Prudential Financial Inc. and MetLife Inc. led gains in financial stocks, increasing more than 2.3 percent. Protective Life Corp. surged 18 percent after Dai-ichi Life Insurance Co. agreed to buy the life insurer for $5.7 billion. Coach Inc. declined 2.6 percent after its rating was downgraded by Sterne, Agee & Leach Inc.

The Standard & Poor’s 500 Index gained 0.2 percent to 1,927.88 at 4 p.m. in New York, reaching an all-time high. The Dow Jones Industrial Average gained 15.19 points, or less than 0.1 percent, to 16,737.53 after climbing to a record on June 2. The Nasdaq Composite Index added 0.4 percent.
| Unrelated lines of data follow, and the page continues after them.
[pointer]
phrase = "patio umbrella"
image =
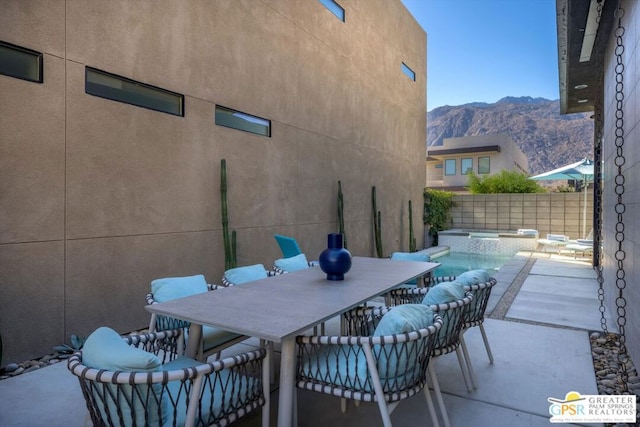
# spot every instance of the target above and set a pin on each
(578, 171)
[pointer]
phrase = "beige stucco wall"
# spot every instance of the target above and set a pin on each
(98, 197)
(630, 171)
About 5 billion shares changed hands Wednesday on U.S. exchanges, 20 percent below the three-month average.

“The market is positioning ahead of the events later this week,” Michael James, a Los Angeles-based managing director of equity trading at Wedbush Securities Inc., said in a phone interview. “We’re just marking time until we get to the real market-moving decisions, which are going to be from the ECB tomorrow, and the jobs data on Friday.”
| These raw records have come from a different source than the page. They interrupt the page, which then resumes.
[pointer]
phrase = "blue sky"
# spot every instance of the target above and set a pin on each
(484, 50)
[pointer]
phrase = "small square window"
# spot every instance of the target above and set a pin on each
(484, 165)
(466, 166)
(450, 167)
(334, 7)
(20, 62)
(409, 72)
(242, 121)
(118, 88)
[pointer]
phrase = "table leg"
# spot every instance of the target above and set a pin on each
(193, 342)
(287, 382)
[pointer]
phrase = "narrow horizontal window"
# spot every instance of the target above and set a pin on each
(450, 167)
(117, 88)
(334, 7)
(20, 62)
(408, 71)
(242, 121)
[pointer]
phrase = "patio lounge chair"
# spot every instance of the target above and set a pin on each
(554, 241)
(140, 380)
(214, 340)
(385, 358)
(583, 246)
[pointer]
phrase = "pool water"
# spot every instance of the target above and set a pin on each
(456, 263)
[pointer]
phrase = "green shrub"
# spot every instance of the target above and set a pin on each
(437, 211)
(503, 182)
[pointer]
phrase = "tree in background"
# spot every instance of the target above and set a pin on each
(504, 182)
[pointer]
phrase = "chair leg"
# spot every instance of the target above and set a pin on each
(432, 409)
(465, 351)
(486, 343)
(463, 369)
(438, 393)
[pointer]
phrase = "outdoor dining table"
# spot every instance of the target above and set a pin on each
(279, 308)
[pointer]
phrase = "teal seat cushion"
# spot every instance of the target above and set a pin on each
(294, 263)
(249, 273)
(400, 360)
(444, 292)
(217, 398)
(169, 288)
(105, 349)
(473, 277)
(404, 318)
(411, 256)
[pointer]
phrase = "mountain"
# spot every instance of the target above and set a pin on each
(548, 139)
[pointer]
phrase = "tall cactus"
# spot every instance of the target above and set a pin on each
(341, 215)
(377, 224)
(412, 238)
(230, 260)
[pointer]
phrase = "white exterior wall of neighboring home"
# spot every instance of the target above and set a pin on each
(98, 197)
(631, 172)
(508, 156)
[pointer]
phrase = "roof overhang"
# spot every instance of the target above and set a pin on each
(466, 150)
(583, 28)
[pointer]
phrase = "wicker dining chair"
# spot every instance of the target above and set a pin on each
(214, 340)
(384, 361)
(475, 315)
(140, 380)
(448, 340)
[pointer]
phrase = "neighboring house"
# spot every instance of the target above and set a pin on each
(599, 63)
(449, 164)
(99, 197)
Service industries expanded in May at the fastest pace in nine months as orders picked up, according to the Institute for Supply Management’s non-manufacturing index Wednesday, indicating improving sales will help the U.S. economy strengthen.
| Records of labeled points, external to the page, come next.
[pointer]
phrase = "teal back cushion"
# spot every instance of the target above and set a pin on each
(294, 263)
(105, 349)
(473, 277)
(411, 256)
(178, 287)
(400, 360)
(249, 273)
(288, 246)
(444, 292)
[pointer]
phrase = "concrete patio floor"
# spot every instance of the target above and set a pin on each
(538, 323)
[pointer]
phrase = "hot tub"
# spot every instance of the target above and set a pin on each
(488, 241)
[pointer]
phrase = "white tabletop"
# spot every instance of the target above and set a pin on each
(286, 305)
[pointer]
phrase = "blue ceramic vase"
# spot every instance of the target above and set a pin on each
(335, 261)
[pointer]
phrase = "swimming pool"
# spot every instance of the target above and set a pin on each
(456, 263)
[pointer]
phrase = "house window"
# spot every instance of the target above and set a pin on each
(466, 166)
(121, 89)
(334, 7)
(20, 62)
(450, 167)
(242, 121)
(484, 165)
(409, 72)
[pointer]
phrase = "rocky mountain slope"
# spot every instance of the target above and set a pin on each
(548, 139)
The data offset a private report on payrolls indicating companies in the U.S. added fewer jobs than forecast in May, a sign of uneven progress in the labor market. The result comes ahead of the Labor Department’s data on employment on June 6. That may show private payrolls, which exclude government agencies, increased 210,000 in May after a 273,000 gain in the month prior, according to the median estimate in a Bloomberg survey.

The Federal Reserve said in its Beige Book business survey Wednesday that the economy expanded at a modest to moderate pace last month as auto sales led household spending and the labor market improved. The survey, released two weeks before policy makers meet in Washington, supports Fed Chairwoman Janet Yellen’s view that the economy is rebounding from a 1 percent contraction in the first quarter caused largely by harsh winter weather.

Fed officials are watching the labor market as they move to complete their bond-purchase program late this year and start considering the timing of the first interest-rate increase since 2006. Central-bank stimulus has helped propel the S&P 500 higher by as much as 185 percent from its bear-market low in March 2009.

“The economy is in a good position where it’s not so buoyant that the Fed has got to withdraw its support quickly, and not so weak that they have to worry about further weakening,” said Patrick Spencer, London-based head of equity sales at Robert W. Baird & Co., which oversees more than $100 billion.

Investors are also watching data from Europe before a meeting of central bank policy makers. Euro-area economic growth slowed in the first quarter, while a separate report showed services expanded last month at the strongest pace in three years.

The reports emphasize the challenges facing ECB President Mario Draghi as he tries to rekindle the economy and prevent deflation. The ECB’s Governing Council meets in Frankfurt on Thursday, where it will probably lower its economic forecasts and add stimulus.

The S&P 500 has rebounded 6.2 percent since its two-month low in April.